- Born: 22 March 1958 Kladanj, Yugoslavia
- Died: 24 April 2023 (aged 65)
- Occupation: linguist

= Senahid Halilović =

Bosnian-Herzegovinian scholar (1958–2023)

Senahid Halilović (Сенахид Халиловић; 22 March 1958 – 24 April 2023) was a Bosnian linguist and academician who was a member of the Academy of Sciences and Arts of Bosnia and Herzegovina. Halilović studied at the University of Belgrade where he acquired his PhD in Dialectology, exploring the East-Bosnian dialect. He published over one hundred professional and scientific papers in the field of dialectology.

==Orthography of the Bosnian language==
Born in Kladanj on 22 March 1958, Halilović is best known for his contribution to the standardisation of the Bosnian language. His best known works are Orthography of the Bosnian language (Pravopis bosanskog jezika), The Bosnian language (Bosanski jezik) and Grammar of the Bosnian language (Gramatika bosanskoga jezika). Characteristics of this spelling is equidistance towards the Croatian and Serbian spelling and morphological prescriptions, and expressions that are held for the typical Bosnian norm (formalisation of the phoneme "h" in certain words in the Bosnian language as seen in the words mehko, lahko, kahva, mahrama). In the 2018 edition of the Orthography of the Bosnian language, Halilović accepted expressions without the phoneme "h" due to their prevalence in language practice, for which he was criticised by Bosniak prescriptivists and defended by other linguists.

==Slavic Committee==
Halilović was a founding member and president of the Slavic Committee (Bosnia and Herzegovina Association of Slavists) in Bosnia and Herzegovina. In September 2008, the Slavic Committee was officially inducted into the International Committee of Slavists, a scholarly organisation uniting various national committees of Slavists.
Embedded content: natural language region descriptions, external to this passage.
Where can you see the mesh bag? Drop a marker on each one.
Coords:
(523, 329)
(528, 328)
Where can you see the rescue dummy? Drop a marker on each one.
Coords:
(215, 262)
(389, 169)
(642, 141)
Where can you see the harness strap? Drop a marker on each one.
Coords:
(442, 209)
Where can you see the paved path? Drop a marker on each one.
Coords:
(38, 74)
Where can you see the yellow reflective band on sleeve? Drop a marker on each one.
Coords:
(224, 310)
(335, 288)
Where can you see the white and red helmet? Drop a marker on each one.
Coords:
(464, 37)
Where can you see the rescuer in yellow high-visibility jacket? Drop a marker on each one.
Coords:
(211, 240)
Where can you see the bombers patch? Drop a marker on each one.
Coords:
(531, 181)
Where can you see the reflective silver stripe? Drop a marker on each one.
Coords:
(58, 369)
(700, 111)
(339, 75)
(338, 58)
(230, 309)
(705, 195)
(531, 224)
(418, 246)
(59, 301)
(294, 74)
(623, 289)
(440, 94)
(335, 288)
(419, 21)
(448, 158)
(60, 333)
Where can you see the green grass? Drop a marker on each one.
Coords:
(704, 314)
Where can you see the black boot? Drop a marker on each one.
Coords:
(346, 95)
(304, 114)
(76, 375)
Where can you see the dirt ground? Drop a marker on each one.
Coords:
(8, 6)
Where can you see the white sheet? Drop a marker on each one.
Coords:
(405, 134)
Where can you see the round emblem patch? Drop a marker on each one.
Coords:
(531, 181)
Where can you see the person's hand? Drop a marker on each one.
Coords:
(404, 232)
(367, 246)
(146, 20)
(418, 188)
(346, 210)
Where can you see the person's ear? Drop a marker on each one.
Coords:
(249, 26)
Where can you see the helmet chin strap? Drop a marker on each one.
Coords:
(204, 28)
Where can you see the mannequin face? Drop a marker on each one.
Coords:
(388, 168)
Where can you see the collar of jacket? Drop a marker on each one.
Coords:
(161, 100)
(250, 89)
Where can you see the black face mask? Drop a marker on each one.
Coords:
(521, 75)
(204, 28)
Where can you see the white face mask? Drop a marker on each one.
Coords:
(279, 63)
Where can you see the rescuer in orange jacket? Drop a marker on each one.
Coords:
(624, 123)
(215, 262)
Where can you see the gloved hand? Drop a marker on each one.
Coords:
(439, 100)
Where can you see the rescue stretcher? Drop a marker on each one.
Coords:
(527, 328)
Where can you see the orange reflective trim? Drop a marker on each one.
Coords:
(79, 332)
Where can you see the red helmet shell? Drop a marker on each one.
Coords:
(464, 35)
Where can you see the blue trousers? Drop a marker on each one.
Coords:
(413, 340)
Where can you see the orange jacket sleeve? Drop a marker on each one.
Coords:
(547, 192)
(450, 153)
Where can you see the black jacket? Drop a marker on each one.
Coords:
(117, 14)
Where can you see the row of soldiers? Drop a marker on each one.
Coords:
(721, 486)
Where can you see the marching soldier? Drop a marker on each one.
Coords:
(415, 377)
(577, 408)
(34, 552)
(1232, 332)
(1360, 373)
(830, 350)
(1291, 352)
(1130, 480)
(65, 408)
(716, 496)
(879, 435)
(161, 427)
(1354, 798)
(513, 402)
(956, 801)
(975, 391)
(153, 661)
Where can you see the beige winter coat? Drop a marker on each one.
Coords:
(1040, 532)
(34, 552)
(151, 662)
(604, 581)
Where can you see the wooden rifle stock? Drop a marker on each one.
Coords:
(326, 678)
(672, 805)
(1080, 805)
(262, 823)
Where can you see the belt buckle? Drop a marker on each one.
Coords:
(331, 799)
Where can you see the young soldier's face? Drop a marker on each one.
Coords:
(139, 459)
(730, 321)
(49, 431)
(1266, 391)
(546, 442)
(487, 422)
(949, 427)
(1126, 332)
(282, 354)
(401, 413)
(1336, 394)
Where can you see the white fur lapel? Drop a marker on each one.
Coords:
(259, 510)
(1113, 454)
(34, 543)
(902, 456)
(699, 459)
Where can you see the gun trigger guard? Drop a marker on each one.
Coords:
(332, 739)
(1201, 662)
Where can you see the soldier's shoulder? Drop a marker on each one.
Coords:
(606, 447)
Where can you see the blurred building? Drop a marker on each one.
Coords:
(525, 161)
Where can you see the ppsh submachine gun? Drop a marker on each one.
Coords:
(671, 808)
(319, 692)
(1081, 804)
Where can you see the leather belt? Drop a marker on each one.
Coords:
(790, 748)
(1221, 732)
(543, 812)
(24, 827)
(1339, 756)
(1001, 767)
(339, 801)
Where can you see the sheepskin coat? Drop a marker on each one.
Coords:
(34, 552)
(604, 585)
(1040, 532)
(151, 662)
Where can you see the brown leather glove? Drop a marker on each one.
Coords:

Halilović was signatory of the Declaration on the Common Language of the Croats, Serbs, Bosniaks and Montenegrins.

==Death==
Halilović died on 24 April 2023, at the age of 65.

==Bibliography==
- Bosanski jezik, Baština, Sarajevo 1991.
- Pravopis bosanskoga jezika, Preporod, Sarajevo 1996.
- Bosanskohercegovački dijalektološki zbornik : Govorni tipovi u međuriječju Neretve i Rijeke dubrovačke - knjiga VII, Institut za jezik, Sarajevo 1996.
- Gnijezdo lijepih riječi: Pravilno - nepravilno u bosanskom jeziku, Baština, Libris, Sarajevo 1996.
- Gramatika bosanskoga jezika, Dom štampe, Zenica 2000.
- Govor grada Sarajeva i razgovorni bosanski jezik, Slavistički komitet, Sarajevo 2009.
- Pravopis bosanskoga jezika, Slavistički komitet, Sarajevo, 2018.